Medan (ANTARA) - Dinas Perindustrian, Perdagangan, Energi dan Sumber Daya Mineral (Disperindag ESDM) Sumatera Utara berupaya menjaga harga gula pasir tetap stabil menyusul lonjakan harga komoditas tersebut yang menyentuh Rp16.280/kg dalam dua pekan terakhir.
"Salah satu memang yang naik itu gula pasir, dan kebijakan kita melakukan intervensi pasar atau pasar murah," ucap Kepala Disperindag ESDM Sumatera Utara Mulyadi Simatupang di Medan, Rabu.
Pihaknya mengungkapkan hingga saat ini telah mengintervensi pasar dengan melakukan operasi pasar sebanyak 52 kali pada 13 kabupaten/kota di Sumatera Utara.
Pasar murah untuk komoditas gula pasir ini dilakukan selain untuk mengendalikan harga, dan juga membantu masyarakat di Sumatera Utara yang membutuhkan.
Harga gula pasir di Sumatera Utara terus mengalami kenaikan harga signifikan, seperti di pasar modern naik dari Rp15.450/kg pada Agustus tahun ini menjadi Rp16.280/kg pada akhir November 2023.
"Di Desember ini kita sedang gencar-gencar melakukan pasar murah ada sekitar 16 kali kita rencanakan dalam menghadapi Natal dan tahun baru di daerah yang merayakan Natal," kata dia.
Pihaknya juga menyakini dengan banjirnya stok gula pasir di pasaran, terutama di daerah-daerah merayakan Natal 2023 dan Tahun Baru 2024, maka harga gula pasir kembali stabil.
"Komoditas gula pasir hingga 28 November, itu sudah Rp16.280/kg. Artinya, ada kenaikan sekitar enam persen dibandingkan periode yang sama pada Oktober 2023," tutur Mulyadi.
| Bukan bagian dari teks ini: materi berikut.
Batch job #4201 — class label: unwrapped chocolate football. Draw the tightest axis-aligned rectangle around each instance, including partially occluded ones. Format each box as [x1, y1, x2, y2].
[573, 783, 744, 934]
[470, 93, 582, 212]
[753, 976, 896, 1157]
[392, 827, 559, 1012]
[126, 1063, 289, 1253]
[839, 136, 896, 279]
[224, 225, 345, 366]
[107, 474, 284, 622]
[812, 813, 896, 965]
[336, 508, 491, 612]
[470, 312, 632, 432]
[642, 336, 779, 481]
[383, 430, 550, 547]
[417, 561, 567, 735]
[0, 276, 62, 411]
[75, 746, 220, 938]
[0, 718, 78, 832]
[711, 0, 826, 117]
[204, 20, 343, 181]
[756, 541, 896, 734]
Kepala Komisi Pengawas Persaingan Usaha Kantor Wilayah I Ridho Pamungkas menyebut margin perdagangan pengangkutan yang cenderung berfluktuasi menjadi salah satu penyebab naiknya harga gula pasir di Sumut.
Ia melanjutkan, adanya kecenderungan tersebut mengakibatkan rantai distribusi industri gula belum efisien dan menunjukkan indikasi penyimpangan terhadap komoditas tersebut.
Pihaknya menjelaskan struktur pasar dalam rantai distribusi industri gula telah membentuk pasar oligopsoni, di mana distributor utama (D1) sebagai pembeli dari pasar lelang atau pasar impor.
"Selanjutnya level subdistributor atau pedagang besar terbentuk pasar oligopoli. Kondisi ini menempatkan pelaku usaha memiliki posisi tawar lebih kuat di pasar," kata Ridho.